»Wir müssen Kinder und Jugendliche so weit stärken, dass sie nicht Opfer von Missbrauch werden können«, betont Mathilde Zimmermann, Vorsitzende des S.t.a.r.k! e.V.. Der organisiert einen vielseitigen Aktionstag unter dem Motto »Mut macht stark«.

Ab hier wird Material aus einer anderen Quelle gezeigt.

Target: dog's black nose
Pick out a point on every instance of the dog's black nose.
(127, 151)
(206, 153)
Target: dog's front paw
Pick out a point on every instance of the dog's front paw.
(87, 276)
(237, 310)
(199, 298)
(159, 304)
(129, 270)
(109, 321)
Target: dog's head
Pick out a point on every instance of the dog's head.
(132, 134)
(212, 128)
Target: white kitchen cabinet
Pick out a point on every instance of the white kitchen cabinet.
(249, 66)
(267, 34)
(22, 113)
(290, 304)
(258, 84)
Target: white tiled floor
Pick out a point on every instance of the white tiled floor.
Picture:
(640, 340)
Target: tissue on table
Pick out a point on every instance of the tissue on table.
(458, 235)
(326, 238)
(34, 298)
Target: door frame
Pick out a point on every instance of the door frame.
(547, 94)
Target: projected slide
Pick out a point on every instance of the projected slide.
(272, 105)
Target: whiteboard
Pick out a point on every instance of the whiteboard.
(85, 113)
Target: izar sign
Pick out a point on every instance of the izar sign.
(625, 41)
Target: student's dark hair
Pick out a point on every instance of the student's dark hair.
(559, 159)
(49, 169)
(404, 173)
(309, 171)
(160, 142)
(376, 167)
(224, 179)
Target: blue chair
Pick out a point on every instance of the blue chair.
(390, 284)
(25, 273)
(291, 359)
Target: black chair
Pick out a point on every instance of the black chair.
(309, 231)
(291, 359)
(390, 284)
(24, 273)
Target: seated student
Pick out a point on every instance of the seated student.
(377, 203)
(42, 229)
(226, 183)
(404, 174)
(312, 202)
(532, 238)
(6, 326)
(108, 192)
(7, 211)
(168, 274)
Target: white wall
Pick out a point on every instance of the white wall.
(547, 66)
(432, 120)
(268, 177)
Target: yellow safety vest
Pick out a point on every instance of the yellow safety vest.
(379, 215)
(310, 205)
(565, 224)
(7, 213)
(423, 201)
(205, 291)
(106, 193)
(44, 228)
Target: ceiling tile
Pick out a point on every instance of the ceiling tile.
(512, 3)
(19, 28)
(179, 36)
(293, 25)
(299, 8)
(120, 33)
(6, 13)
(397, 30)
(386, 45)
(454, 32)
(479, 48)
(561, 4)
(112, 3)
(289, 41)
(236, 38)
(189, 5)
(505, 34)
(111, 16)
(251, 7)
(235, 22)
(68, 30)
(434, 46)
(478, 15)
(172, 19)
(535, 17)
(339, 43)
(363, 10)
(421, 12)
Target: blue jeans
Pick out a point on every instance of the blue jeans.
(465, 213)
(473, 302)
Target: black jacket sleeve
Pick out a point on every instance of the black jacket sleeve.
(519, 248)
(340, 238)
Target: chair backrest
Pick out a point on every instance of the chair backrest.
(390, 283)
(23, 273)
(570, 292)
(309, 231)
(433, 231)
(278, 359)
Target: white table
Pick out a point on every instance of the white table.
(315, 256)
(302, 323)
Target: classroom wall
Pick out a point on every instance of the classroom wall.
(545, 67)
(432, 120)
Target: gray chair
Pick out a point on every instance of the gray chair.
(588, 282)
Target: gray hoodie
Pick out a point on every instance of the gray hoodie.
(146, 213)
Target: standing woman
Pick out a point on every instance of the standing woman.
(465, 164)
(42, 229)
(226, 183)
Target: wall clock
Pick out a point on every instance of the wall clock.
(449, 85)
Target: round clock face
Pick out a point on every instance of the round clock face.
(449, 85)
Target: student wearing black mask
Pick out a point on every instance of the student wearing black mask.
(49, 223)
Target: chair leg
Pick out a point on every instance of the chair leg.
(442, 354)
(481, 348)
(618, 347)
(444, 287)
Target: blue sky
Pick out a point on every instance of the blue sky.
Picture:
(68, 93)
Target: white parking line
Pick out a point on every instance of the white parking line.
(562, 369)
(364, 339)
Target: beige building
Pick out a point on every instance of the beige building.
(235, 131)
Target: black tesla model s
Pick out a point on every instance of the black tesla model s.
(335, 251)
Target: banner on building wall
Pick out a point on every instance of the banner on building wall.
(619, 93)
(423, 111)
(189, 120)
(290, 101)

Hier oben auf dem Gorgisenberg, wo Mathilde Zimmermann mit ihrer Familie zuhause ist, umgeben von nichts als Wald und Wiese und mit einem traumhaften Blick hinunter ins Tal – hier oben ist die Welt für Kinder in Ordnung. Andernorts jedoch ist das unter Umständen nicht der Fall, täglich kommen hierzulande 40 Missbrauchsfälle zur Anzeige, als noch wesentlich höher wird die Dunkelziffer eingeschätzt. Deswegen sitzt die »Stark«-Vorsitzende mit einer Gleichgesinnten an einem großen Tisch im Wintergarten, gemeinsam malen die beiden ein weißes X nach dem anderen. Denn dieses wichtige Erkennungszeichen fehlt auf dem grünen Untergrund des Vereinslogos – ausgerechnet auf dem frisch gedruckten Flyer für den im Juli stattfindenden großen »Kindermutmachtag«. Doch wozu gibt es weißen Edding, Augenmaß und eine ruhige Hand – die beiden Frauen lassen sich nicht entmutigen. Weder davon, noch von der Tatsache, dass bislang »kaum ein Verein bei uns in der Region ein vernünftiges Schutzkonzept gegen den Missbrauch von Kindern und Jugendlichen hat«, so Mathilde Zimmermann. Obwohl ein 2015 in Kraft getretenes Bundesgesetz genau dies vorschreibt.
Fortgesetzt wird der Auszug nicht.